Masson, l’un des agriculteurs, a toutes les peines à maîtriser l’une des filles, qui lui échappe des bras. Un sabot de l’adolescente est projeté contre une fenêtre et brise un carreau. L’instant d’après, une autre vitre se fracasse, touchée par une pierre qui vient cette fois de l’extérieur. Masson ramasse le projectile : il est « brûlant ». Pour seules explications, la femme du meunier susurre, terrifiée : « C’est la Marie ». Marie Exbrayat, la vraie mère des deux filles, morte huit ans plus tôt. L’une des adolescentes affirme qu’elle a vu son fantôme, la veille.
Des pas dans le grenier
Le moulin, hanté ? L’affaire fait le tour de la région. Les jours suivants, on compte une centaine de badauds qui osent dormir à côté de la bâtisse pour assister à ces phénomènes. Mais ils doivent s’enfuir sous la pluie d’objets qui leur tombent dessus pendant trois jours : pierres, sabots, savon…
En décembre, on appelle à l’aide un prêtre exorciste mais rien n’y fait. Au réveillon, les fillettes sont de nouveau tirées par des « forces invisibles ». Les bougies s’éteignent toutes seules. On croit entendre des bruits de pas dans le grenier qui, demeure pourtant vide chaque fois qu’on ouvre sa porte.

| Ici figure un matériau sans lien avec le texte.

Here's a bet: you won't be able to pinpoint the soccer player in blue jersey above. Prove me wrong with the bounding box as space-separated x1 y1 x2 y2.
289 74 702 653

Le moulin retrouve sa tranquillité en 1903. Précisément, lorsque les deux fillettes quittent la région, sous les regards accusateurs. On les appelle alors… les filles du diable ! Elles rejoignent Paris où elles finiront leur vie.
Superstition
La réputation du moulin demeure encore ancrée dans la mémoire collective. Même s’il n’en reste que des ruines aujourd’hui. Il n’y a même plus de chemin pour s’y rendre. Son propriétaire actuel ne connaissait pas la légende : il l’a apprise seulement après la signature du contrat… Et dans les années 80, la superstition a refait surface lorsqu’un moniteur d’escalade a été blessé sur le site, après qu’une pierre lui soit tombée sur la tête.

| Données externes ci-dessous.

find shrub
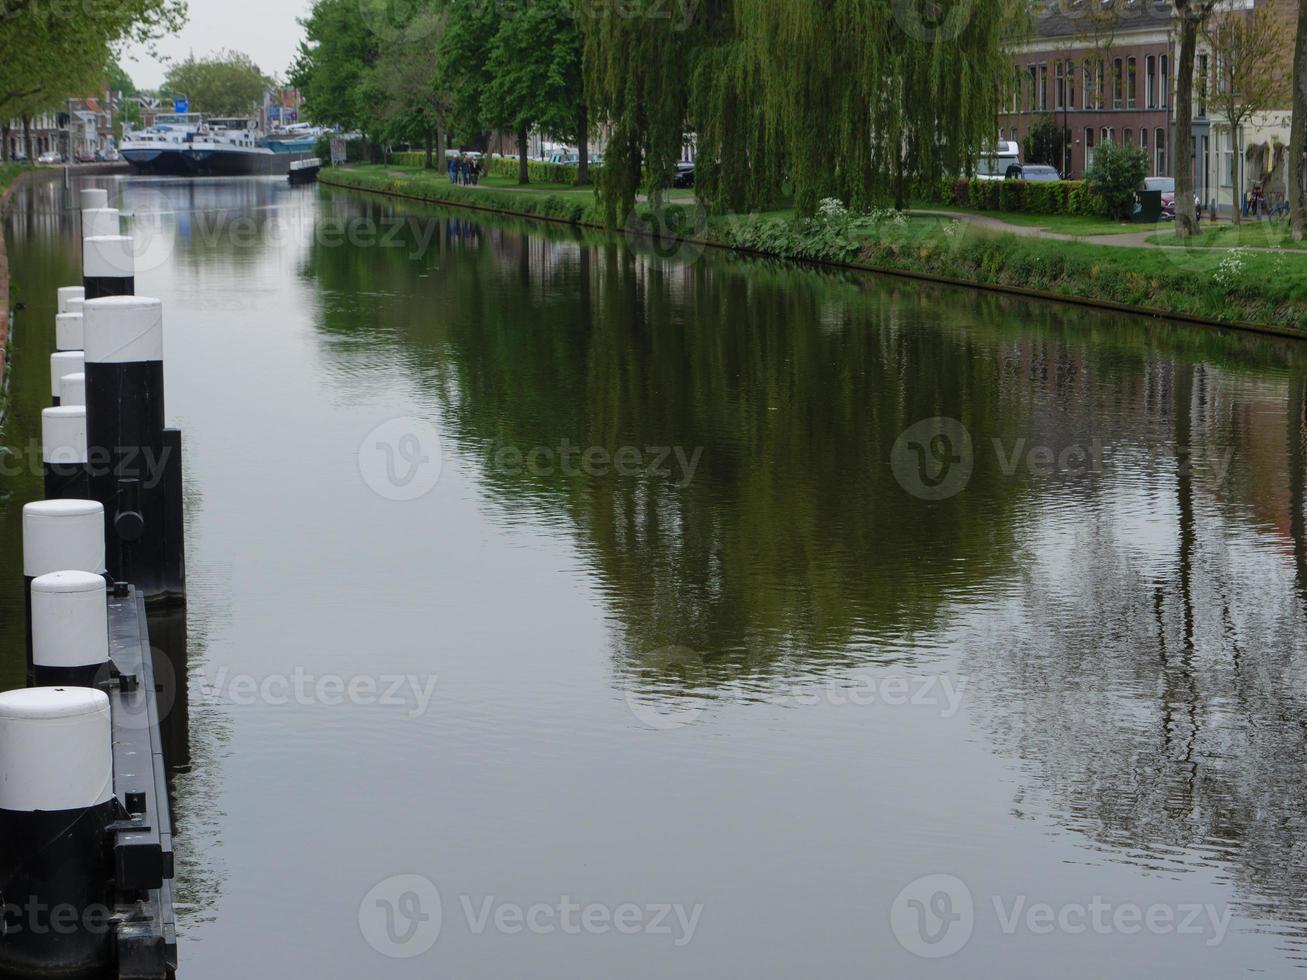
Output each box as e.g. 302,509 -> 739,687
1084,141 -> 1149,220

Les théories pour expliquer ce mystère ne manquent pas. Au-delà du paranormal, certains habitants ont accusé le meunier lui-même : il aurait été un joueur de cartes criblé de dettes à qui on demandait de vendre son moulin. Le poltergeist lui aurait alors permis de rendre sa demeure invendable…
Il reste une autre piste : celle des fillettes. Car pour la plupart des scientifiques, derrière les histoires de maisons hantées, il y a souvent des canulars montés par des adolescent(e)s perturbé(e)s qui cherchent à attirer l’attention. C’est la théorie de la « vilaine petite fille » formulée au XIXe siècle par Franck Podmore, membre de la Société Britannique Psychique Anglaise.
Peut-être, alors, le moulin diabolique n’était-il qu’un endroit où deux enfants souffraient avec fracas et fureur parce qu’elles avaient perdu leur mère.